La Camarde ne nous a pas pardonné d’avoir semé des fleurs dans les trous de son nez : il y a tout à l’heure trente ans de malheur qu’il est reparti au paradis de l’accordéon et, s’il a échappé au cimetière du Montparnasse, à quatre pas de sa maison, sa supplique pour être enterré sur la plage de Sète n’a pas été entendue !

C’est de Brassens qu’il s’agit, pauvres de nous, pardi…

 

Lui qui voulait bien mourir pour des idées, mais de mort lente (et même à la grande rigueur, ne pas mourir du tout…) nous a pourtant quittés,nous laissant orphelins, pauvres Martin, pauvre misère, le 29 octobre 1981 à soixante ans et une semaine.

Ceux des lecteurs qui seraient tentés par un pèlerinage pourront se rendre dans le 14ème arrondissement de Paris, impasse Florimont où le poète acheta la maison mitoyenne après avoir passé vingt ans dans celle de Jeanne (la Jeanne, dont la cane fit un jour, merveille, un œuf) et Marcel Planche :

 

Le voyage (tous derrière, et lui de-vant) pourrait utilement se prolonger sur une vingtaine de lieux aussi mythiques, du 173 rue d’Alésia (où sa tante l’accueillit dans la pension qu’elle tenait) au 20 rue de la Gaîté (où le Bal des Gigolettes était devenu Bobino, son quartier général).

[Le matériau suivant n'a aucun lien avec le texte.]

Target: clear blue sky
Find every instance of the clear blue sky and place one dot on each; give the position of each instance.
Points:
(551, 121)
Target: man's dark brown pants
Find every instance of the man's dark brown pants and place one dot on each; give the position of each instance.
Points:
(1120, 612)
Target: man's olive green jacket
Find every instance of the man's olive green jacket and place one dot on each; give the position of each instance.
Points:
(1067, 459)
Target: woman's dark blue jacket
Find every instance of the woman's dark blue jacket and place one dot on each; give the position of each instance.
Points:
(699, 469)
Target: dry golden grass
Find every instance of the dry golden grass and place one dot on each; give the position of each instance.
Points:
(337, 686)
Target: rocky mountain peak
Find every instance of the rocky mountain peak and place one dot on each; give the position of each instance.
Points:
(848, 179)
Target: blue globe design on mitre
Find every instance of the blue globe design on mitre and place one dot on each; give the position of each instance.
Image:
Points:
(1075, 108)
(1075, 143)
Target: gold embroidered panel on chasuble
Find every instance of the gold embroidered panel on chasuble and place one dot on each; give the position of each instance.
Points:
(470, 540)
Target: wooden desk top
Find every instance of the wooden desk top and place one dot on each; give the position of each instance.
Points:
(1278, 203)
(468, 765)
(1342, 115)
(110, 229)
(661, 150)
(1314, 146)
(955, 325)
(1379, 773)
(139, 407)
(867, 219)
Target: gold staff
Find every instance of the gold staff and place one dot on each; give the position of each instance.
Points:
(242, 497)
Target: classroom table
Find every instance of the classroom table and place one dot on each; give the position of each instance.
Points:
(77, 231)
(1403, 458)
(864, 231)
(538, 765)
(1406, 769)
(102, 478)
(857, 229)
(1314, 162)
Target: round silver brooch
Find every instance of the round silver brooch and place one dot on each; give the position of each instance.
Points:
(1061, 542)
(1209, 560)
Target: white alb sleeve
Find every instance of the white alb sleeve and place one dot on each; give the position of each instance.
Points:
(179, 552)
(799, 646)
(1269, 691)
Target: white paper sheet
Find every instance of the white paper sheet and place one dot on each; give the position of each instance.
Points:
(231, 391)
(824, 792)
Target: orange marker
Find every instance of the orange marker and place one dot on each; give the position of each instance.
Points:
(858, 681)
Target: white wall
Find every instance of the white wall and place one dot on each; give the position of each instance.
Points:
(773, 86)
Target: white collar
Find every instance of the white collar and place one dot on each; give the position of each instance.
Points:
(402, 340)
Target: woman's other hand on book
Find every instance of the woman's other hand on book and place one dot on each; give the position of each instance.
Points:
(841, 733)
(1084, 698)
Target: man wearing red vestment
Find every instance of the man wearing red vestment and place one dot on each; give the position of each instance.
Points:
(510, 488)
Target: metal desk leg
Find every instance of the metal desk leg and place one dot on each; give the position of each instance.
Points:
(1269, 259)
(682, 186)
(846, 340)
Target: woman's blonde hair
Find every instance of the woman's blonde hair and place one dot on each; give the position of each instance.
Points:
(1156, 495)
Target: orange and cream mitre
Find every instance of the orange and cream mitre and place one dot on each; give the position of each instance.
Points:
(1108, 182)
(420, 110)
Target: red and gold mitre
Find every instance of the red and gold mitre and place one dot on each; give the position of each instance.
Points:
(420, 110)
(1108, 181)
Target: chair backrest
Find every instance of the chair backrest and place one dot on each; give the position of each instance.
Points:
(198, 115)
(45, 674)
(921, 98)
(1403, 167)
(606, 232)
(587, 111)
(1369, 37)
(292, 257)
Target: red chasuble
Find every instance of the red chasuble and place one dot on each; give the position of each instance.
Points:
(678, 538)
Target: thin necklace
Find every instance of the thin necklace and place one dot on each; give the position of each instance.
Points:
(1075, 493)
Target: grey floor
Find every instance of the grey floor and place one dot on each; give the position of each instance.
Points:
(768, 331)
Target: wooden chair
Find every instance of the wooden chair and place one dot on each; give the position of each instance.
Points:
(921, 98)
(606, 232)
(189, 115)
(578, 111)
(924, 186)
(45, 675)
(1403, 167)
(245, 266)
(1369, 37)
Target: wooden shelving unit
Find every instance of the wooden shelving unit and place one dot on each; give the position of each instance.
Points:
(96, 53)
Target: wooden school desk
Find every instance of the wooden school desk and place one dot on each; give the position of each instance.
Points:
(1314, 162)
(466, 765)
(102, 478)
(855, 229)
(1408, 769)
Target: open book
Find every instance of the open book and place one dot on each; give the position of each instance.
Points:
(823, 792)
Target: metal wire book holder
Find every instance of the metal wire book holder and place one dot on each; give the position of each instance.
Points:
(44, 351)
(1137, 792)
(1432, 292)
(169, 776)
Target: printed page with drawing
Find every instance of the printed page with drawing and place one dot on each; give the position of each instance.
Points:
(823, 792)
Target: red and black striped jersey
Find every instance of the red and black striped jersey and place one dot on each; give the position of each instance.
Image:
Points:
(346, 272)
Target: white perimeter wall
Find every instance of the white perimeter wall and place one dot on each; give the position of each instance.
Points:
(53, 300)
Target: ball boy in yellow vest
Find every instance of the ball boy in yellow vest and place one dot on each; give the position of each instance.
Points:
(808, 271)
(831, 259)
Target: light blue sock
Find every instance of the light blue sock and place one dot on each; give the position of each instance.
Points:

Depuis le 154 rue d’Alésia (à la hauteur duquel s’ouvre l’impasse Florimont) on peut hésiter à se diriger par la gauche, sans quitter l’arrondissement, vers le 21 rue Émile Dubois où il résida avec Jacques Brel ou bien encore par la gauche, franchir la frontière du 15ème pour atteindre le 42 rue Santos Dumont où il demeura jusqu’à son dernier soupir.

Vers la droite, vers la gauche… ; il n’est pas certain du tout que l’anar, notre voisin l’ancêtre qui n’emmerdait personne avec sa moustache blanche, apprécierait un tel hommage, lui qui se méfiait jusqu’à plus soif (ce qui tient de l’exploit pour qui a, comme lui, la fièvre de Bercy !)des imbéciles heureux qui sont nés quelque part.

Poète, anar… : les clichés sont de mise ; ne manque plus que celui du misogyne macho, qui lui colle outrageusement à la peau, imbécilement décerné par celui-là qui ne sut voir que la non-demande en mariage faite aux emmerdeuses, emmerdantes (emmerderesses itou) qui nous les brisaient quand elles ne nous les caressaient pas ; celui-là qui toute honte bue,toute, ne réalisa pas même que quatre-vingt quinze fois sur cent c’est avec lui que la femme s’emmerde en biaisant (non, ce n’est pas une coquille : « biaiser » signifie « donner le change ») !

Peut-être pas toutefois aussi naïf et bucolique qu’il pourrait le faire croire au bord de l’eau de la claire fontaine, par un beau soir d’orage ; sachant comment honorer du corps féminin le plus bel apanage jusqu’en certaines positions qui donnent le vertige.

Pourfendeur de curés et de cognes sans aucun doute, mais seulement ceux des premiers qui donnent l’absolution à la sainte famille Machin(sans le latin, ce qui fait qu’on s’emmerde à leur messe) ou bien ceux des seconds dont la femme ne mérite pas qu’on devienne un peu de leurs parents.

Défenseur, sinon de la veuve et de l’orphelin, du moins de la belle Hélène, que les trois capitaines auraient appelé vilaine, de Germaine Tourangelle et de Mélanie, dont les trompes sont encore plus mal embouchées que les trompettes de la renommée.

Que d’amers regrets tu nous donnes, irremplaçable Georges, d’avoir suivi le petit cheval dans le mauvais temps, attelé aux pompes funèbres d’antan ; qu’au moins il t’ait conduit à travers ciel, jusqu’à l’Auvergnat, dont le souvenir brille à la manière d’un grand soleil.

Les inédits dont on nous promet la prochaine publication suffiront-ils à nous consoler, nous qui, pensant à Lulu, mon Dieu ne b… plus ? La bandaison, papa, ça ne se commande pas.